Landesweiter Blitzmarathon gestartet

Verkehrssicherheit

Am Mittwoch findet landesweit der Blitzmarathon statt. | Foto: Photo News

Am Mittwoch macht die Polizei in Belgien wieder Jagd auf Temposünder: Der landesweite Blitzmarathon geht in die nächste Runde.

Der Blitzmarathon beginnt am Mittwoch um sechs Uhr morgens und läuft bis Donnerstagmorgen, ebenfalls sechs Uhr. Neben der föderalen beteiligt sich auch die lokale Polizei an der 24-stündigen Aktion. Sowohl auf Autobahnen, als auch auf Schnell- und Landstraßen werden verstärkt Geschwindigkeitskontrollen durchgeführt.

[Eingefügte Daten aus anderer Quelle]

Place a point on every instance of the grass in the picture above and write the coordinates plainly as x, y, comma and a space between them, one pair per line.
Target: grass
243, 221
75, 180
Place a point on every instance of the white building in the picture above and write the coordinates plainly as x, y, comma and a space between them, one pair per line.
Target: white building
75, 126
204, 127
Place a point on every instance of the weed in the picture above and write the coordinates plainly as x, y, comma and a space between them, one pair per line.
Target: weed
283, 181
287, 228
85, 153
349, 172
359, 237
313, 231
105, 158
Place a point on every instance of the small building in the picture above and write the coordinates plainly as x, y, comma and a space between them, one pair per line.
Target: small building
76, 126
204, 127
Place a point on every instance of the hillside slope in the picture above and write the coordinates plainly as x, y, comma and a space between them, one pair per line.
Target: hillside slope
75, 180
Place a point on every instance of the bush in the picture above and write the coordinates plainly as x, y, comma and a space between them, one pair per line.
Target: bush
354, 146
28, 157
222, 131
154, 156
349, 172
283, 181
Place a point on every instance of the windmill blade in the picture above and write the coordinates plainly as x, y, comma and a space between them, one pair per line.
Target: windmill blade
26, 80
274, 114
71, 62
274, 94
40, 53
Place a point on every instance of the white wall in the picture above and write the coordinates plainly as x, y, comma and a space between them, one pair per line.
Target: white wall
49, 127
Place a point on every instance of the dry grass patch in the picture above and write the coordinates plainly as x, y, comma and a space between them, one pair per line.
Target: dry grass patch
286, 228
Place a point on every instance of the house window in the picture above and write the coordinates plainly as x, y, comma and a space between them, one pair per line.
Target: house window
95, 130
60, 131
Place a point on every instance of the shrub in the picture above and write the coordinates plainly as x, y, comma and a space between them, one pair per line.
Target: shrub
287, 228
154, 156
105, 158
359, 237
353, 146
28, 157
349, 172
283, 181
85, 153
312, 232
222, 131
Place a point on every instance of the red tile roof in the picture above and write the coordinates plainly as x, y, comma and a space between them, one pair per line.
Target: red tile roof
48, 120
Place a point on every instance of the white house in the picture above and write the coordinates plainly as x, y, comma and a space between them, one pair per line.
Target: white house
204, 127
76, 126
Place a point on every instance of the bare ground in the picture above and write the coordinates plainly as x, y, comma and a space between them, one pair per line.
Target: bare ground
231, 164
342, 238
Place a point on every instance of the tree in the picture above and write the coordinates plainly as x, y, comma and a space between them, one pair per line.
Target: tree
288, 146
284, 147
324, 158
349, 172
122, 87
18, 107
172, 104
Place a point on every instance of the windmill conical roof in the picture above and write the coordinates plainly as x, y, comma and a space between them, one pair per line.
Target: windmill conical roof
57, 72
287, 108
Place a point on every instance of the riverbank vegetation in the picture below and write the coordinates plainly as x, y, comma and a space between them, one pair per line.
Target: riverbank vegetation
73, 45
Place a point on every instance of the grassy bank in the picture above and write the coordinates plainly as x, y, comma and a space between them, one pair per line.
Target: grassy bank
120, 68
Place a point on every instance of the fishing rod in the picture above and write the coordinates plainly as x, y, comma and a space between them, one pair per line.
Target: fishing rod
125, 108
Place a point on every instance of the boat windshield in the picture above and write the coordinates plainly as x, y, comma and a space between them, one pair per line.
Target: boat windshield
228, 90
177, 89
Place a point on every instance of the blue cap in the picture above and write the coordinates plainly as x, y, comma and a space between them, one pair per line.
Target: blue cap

Der Blitzmarathon ist eine europäische Initiative und wird von Tispol, dem Dachverband der europäischen Verkehrspolizei, organisiert. Auch die Polizei in den Nachbarländern wird besonders wachsam sein.

„Bei der Aktion geht es um Prävention. Wir wollen, dass die Fahrer bewusst über ihre Geschwindigkeit nachdenken. Das ist der beste Weg um die Risiken, denen sie und andere Verkehrsteilnehmer ausgesetzt sind, zu reduzieren. Wir wollen in das Bewusstsein der Autofahrer, nicht ihre Brieftasche“, so ein Tispol-Sprecher.

Beim letzten landesweiten Blitzmarathon im Oktober 2017 kontrollierte die Polizei rund 1,2 Millionen Autofahrer. Mehr als 36.500 davon waren zu schnell unterwegs. Insgesamt wurden 107 Führerscheine eingezogen.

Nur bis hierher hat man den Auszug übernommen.